Prove: If $\phi:R\rightarrow R'$ is a ring homomorphism, then $image(\phi)$ is a subring of $R'$

Question

Do I have to use the regular axioms for proving something is a subring? i.e. closed under subtraction and multiplication. If so, can I say $$im(r-s)=r-s\in R$$ $$im(rs)=rs\in R$$ Therefore $im(\phi)$ is a subgroup of $R'$? Do I have some notation mixed up? Or am I just thinking about it completely wrong?

Answer 1

You have your notation a little mixed up. I'll get you started by showing that $\operatorname{im}(\phi)$ is closed under addition.

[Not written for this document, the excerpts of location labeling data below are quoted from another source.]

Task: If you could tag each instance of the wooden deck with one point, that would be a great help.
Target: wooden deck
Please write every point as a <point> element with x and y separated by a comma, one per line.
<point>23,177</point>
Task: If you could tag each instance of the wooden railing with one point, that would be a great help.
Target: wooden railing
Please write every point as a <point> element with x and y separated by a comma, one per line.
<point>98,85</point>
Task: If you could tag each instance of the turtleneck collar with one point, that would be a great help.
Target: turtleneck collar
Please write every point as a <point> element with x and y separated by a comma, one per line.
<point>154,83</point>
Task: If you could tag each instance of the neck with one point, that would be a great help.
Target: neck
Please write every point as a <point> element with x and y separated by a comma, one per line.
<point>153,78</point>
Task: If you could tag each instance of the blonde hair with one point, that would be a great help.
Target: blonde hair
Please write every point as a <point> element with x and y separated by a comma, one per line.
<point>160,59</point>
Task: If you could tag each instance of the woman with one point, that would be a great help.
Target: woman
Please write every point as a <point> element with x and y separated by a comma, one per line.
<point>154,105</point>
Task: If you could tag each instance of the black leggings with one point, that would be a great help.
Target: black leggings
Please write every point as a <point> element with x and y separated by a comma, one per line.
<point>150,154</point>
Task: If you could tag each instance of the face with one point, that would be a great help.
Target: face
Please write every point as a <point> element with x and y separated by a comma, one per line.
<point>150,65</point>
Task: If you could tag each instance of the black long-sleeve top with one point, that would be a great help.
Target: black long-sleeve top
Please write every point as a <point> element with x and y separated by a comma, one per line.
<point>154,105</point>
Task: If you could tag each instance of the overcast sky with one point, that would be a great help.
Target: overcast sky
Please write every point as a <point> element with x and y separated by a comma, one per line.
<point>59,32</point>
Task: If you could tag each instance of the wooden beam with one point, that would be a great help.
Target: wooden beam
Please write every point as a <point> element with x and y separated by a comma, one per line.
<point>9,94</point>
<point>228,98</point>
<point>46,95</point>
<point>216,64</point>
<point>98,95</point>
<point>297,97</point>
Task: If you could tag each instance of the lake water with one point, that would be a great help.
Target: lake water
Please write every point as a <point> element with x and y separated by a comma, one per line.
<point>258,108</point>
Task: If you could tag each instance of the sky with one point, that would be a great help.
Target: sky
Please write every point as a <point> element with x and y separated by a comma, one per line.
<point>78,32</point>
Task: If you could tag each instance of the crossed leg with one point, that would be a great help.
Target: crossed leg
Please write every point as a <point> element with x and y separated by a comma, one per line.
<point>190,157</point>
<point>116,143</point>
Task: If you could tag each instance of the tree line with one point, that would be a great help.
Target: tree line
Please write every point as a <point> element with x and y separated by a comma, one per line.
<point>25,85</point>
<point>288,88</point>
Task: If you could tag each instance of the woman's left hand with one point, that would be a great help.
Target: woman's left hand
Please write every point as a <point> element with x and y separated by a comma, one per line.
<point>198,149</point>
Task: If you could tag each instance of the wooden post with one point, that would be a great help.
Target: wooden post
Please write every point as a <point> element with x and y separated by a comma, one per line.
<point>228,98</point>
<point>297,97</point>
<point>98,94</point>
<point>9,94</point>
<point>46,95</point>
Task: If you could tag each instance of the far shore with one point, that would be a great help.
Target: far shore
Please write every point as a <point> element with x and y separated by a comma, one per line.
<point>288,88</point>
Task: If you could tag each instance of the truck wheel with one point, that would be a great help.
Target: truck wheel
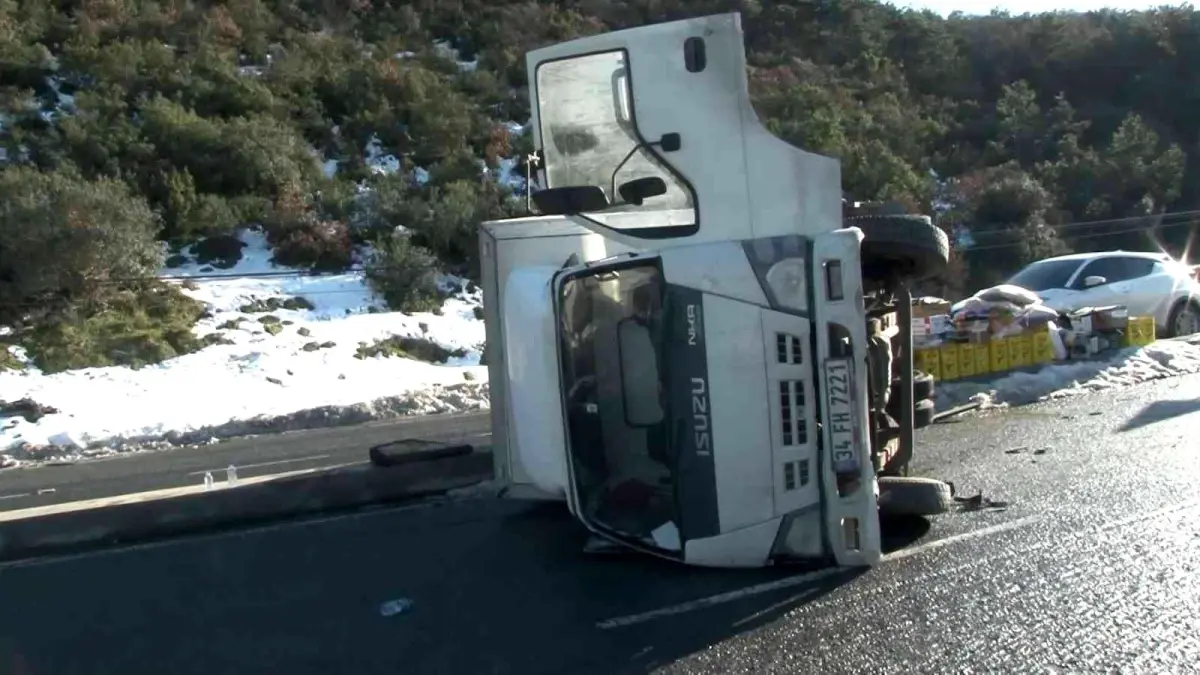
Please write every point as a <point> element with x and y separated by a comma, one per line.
<point>923,413</point>
<point>901,495</point>
<point>922,386</point>
<point>905,246</point>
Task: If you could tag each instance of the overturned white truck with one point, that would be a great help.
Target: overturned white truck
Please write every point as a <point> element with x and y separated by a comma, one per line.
<point>695,347</point>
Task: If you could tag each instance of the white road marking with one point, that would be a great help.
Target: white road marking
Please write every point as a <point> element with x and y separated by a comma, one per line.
<point>300,520</point>
<point>276,463</point>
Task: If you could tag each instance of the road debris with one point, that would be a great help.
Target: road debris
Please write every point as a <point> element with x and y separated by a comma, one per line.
<point>393,608</point>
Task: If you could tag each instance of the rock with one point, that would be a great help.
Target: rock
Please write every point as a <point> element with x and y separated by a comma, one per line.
<point>28,408</point>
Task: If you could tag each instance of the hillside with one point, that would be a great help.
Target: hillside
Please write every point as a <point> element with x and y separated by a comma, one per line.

Assume $x, y \in \operatorname{im}(\phi) \subseteq R'$. Then $\exists r, s \in R \text{ such that } \phi(r)=x, \phi (s)=y$. Since $\phi$ is a homomorphism, $\phi(r+s)=\phi(r)+\phi(s)=x+y$, so $x+y \in \operatorname{im}(\phi)$. Thus, $\operatorname{im}(\phi)$ is closed under addition.

Can you finish off the proof from there?

Answer 2

So, in other words this image is not necessarly a subring, but, instead, is an ideal of $\mathit{R'}$.